What rhythms, routines, habits make up your day?

Do you see them shaping you to love something/someone?

Are you able to cause something/someone around you to flourish?

We Found Our Name

Want your love for something, someone to grow? Get around somebody who loves. Go ahead, get addicted. You and I are already “shooting up” on numerous addictive behaviors. We’re wired to crave, but you already know this. You already know we’re driven by passions. Maybe even some of them are passions for good things. No doubt, we turn some of those passions for good things into ultimate things. Things we can’t live without. Something close to worship. Something close to idols. Idols because they dilute or replace supreme loves.

So, how do we cut through the daily frenzy of many voices demanding our love?

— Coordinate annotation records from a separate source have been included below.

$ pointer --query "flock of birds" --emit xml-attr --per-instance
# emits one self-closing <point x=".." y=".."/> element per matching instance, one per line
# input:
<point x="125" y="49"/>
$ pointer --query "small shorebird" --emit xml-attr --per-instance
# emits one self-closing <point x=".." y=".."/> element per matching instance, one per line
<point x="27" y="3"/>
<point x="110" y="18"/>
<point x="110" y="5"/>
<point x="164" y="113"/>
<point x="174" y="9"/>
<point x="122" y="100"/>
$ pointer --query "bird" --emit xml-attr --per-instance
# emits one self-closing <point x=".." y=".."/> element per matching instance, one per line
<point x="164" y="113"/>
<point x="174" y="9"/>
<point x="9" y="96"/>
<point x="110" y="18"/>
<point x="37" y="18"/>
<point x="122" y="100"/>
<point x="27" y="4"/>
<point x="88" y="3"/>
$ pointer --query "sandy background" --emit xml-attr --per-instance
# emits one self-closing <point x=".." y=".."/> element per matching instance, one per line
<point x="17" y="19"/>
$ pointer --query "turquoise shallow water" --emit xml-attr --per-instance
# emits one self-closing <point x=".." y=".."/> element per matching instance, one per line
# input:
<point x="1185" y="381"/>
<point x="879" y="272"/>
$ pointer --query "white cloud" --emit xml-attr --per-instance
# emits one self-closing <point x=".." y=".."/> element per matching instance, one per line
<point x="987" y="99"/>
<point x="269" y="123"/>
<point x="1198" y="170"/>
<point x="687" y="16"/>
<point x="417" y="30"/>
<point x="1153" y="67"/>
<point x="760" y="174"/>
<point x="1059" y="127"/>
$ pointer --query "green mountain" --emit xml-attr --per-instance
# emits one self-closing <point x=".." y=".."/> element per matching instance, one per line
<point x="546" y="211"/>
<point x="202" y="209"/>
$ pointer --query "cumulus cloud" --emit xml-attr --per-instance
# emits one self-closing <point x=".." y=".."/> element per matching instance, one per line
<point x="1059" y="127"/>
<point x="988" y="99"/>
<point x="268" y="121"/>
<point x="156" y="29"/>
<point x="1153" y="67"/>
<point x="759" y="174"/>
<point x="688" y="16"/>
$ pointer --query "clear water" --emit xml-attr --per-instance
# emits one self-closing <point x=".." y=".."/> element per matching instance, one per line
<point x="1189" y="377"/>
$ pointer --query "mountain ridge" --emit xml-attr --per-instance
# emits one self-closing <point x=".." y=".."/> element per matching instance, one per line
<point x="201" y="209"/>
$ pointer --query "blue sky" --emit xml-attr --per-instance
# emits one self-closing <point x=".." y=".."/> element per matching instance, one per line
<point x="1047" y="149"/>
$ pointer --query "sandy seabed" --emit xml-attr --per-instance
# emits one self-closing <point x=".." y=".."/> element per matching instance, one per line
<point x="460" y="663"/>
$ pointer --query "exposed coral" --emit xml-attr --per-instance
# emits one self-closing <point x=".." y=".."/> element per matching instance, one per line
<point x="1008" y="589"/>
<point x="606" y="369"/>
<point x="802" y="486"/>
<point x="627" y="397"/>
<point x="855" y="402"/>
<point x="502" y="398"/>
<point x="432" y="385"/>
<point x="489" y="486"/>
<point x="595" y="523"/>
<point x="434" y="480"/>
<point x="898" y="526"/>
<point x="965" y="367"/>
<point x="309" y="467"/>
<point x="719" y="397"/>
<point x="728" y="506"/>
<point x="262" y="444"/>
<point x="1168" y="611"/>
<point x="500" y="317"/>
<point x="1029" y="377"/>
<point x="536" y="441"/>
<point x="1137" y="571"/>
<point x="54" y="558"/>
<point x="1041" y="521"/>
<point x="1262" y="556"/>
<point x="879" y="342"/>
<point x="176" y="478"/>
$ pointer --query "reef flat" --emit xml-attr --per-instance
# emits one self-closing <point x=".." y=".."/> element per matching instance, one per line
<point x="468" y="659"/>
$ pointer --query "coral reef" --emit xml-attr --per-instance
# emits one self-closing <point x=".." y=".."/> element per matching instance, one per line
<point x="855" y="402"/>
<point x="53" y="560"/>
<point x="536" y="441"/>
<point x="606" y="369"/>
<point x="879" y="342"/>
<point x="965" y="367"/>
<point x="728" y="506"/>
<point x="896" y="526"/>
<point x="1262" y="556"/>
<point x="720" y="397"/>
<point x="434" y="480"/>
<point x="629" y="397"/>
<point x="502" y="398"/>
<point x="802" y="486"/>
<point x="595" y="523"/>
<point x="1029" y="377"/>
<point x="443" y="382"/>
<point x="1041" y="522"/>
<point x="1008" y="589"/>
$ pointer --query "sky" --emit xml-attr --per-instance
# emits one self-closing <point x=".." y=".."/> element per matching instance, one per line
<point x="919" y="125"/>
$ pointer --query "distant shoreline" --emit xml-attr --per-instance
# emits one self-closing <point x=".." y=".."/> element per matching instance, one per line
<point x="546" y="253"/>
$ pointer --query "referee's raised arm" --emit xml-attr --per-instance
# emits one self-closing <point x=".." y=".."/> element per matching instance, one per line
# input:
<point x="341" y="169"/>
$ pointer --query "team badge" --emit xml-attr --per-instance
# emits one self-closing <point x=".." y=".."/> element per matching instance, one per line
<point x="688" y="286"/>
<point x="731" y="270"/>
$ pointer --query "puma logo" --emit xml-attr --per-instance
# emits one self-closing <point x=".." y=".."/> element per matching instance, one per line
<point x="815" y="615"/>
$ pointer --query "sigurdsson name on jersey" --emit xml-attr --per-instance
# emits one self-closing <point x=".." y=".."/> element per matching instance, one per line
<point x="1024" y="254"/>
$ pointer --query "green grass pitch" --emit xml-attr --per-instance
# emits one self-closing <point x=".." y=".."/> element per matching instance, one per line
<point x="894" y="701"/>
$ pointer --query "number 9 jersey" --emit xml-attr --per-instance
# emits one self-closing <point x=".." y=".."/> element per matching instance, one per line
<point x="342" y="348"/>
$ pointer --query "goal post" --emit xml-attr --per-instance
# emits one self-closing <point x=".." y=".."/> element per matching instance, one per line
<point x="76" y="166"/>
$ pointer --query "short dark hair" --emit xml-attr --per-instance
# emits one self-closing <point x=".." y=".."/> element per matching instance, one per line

How do we keep in perspective our better loves? Eternal loves? Eternal loves that start now?

I’m talking about a love for God and a love for His Word. Ever hear God speak to that deep part of your soul, your name? Ever read scripture and somehow find your name? Find your identity? A name like “beloved?”

I cherish the picture of my twin grandsons, Braden and Colin, picking up volumes of C. H. Spurgeon’s Treasury of David I had on my coffee table, intently searching through the pages for their name. All they needed to flame their passions, to give out a whoop of joy, was to find a “B” or a “C.”

I’d like to think they found something to love because of my love for C. H. Spurgeon’s love for God’s Word. After all, he wrote three substantial volumes of commentary on one book of the Bible, Psalms. Braden and Colin got around something I love because I got around someone who loves. We found our name.

Maybe we could get addicted to finding, reading, listening for our name. Maybe we should get around those who love the things we want to love forever. I have an example. My pastors. When they have prayed with me, they always sneak in a request that God would grow my love for Him and His Word. They extend it to include my family. They ask God to direct our supreme love toward Him and His Word. My wife. My daughter and sons. My grandchildren.

The prayers of my pastors, elders, and friends, on my behalf, mostly unheard by me, stealthily shape my loves.

Inside the volumes Braden and Colin were probing are some words written by Asaph, author of a few Psalms. They are words from a love song (Psalms 73:25) expressed to the One who knew his name:

“Whom have I in heaven but you?

And earth has nothing I desire besides you.”

Asaph, or rather the God who wooed him, makes me want to load these words in a needle and shoot them in my veins so I gain proper perspective on my loves! Join me for this addiction, for in them we find our name.